Donnerstag, 27. September 2001

Opposition besteht auf Erscheinen v. Haupt

Der "Kleine Untersuchungsausschuss", der mit der Klärung der Gehaltsstrukturen in den Ministerbüros beauftragt ist, kommt heute wieder zu einer Sitzung zusammen. Es nehmen Justizminister Dieter Böhmdorfer (F), Finanzstaatssekretär Alfred Finz (V) sowie Vertreter des Sozial-, Wirtschafts- und Außenministeriums und ein Vertreter des Bundeskanzleramtes daran teil.
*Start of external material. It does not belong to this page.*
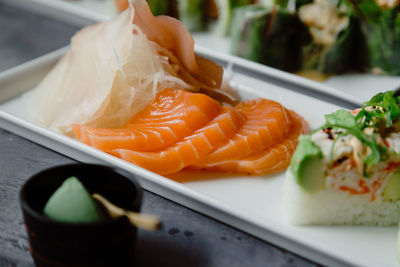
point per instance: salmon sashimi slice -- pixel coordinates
(274, 159)
(266, 124)
(171, 116)
(191, 148)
Die Opposition fordert hingegen nach wie vor die persönliche Anwesenheit von Sozialminister Herbert Haupt (F), von Wirtschaftsminister Martin Bartenstein (V) und von Infrastrukturministerin Monika Forstinger (F). Für den Fall, dass die Regierung eine Befragung der genannten Minister definitiv ausschließe, kündigte der Grüne Abg. Werner Kogler "zumindest eine Unterbrechung" der Sitzung an. Auch für Günther Kräuter (S) macht eine Befragung von Böhmdorfer und Finz keine Sinn. Er sei aber "Berufsoptimist" und hoffe deshalb, dass Forstinger, die er persönlich aufgefordert habe, sich morgen dem Ausschuss stellen werde.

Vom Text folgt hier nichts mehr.